H33G-0922:
WRF-UCM Modeling of Urban Land-Atmosphere Interactions with a Focus on Landscape Irrigation in the Los Angeles Metropolitan Area
Wednesday, 17 December 2014
Pouya Vahmani, University of California Los Angeles, Los Angeles, CA, United States and Terri S Hogue, Colorado School of Mines, Civil and Environmental Engineering, Golden, CO, United States
Abstract:
Urbanization is a demographic trend worldwide. Urban irrigation can exceed natural precipitation and is an important component of the water cycle in water stressed cities. 14-30% of municipal water consumption in California is used for irrigation. Understanding and quantifying the potential influence of urban anthropogenic soil moisture contribution on local and regional hydrological cycle is an imperative step toward sustainable and better-managed water resources in water scarce regions. In the current study we address the impact and feedback of urban irrigation by integrating a developed irrigation scheme within the coupled framework of the WRF-UCM (Urban Canopy Model) over the Los Angeles metropolitan area at 1 km spatial resolution.

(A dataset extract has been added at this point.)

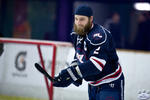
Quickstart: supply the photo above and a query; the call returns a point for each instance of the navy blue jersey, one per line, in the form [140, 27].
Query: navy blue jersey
[96, 56]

We focus on the impacts of irrigation on the urban water cycle and atmospheric feedback during the summer period. Our results demonstrate a significant sensitivity of WRF-UCM simulated surface turbulent fluxes to the incorporation of irrigation. Introducing anthropogenic moisture, the vegetated pixels show increased latent heat fluxes and decreased sensible and ground heat fluxes confirming irrigation induced shift in the energy partitioning toward elevated latent heat fluxes. The evaluation of the model performance against ground-based reference evapotranspiration (ET) observations indicates that WRF-UCM, after adding irrigation, performs reasonably during the course of the simulation, tracking day to day variability of ET. In the absence of irrigation, simulated ET values are significantly underestimated. This is due to fact that soil moisture is the only source of water in the absence of significant precipitation. In the course of model spin up, the moisture sorted in the soil layers is consumed, resulting in considerable decreases in the latent heat fluxes. Evaluating the model outputs against MODIS based land surface temperature illustrates that this ET reduction leads to reduced cooling effects of urban vegetation, particularly over fully vegetated and low intensity residential pixels. Results indicate the importance of accurate representation of urban irrigation in water scarce regions. Moreover, it is found that the initial soil moisture level plays a key role in dampening the impacts of irrigation in urban domains and extended spin up is recommended.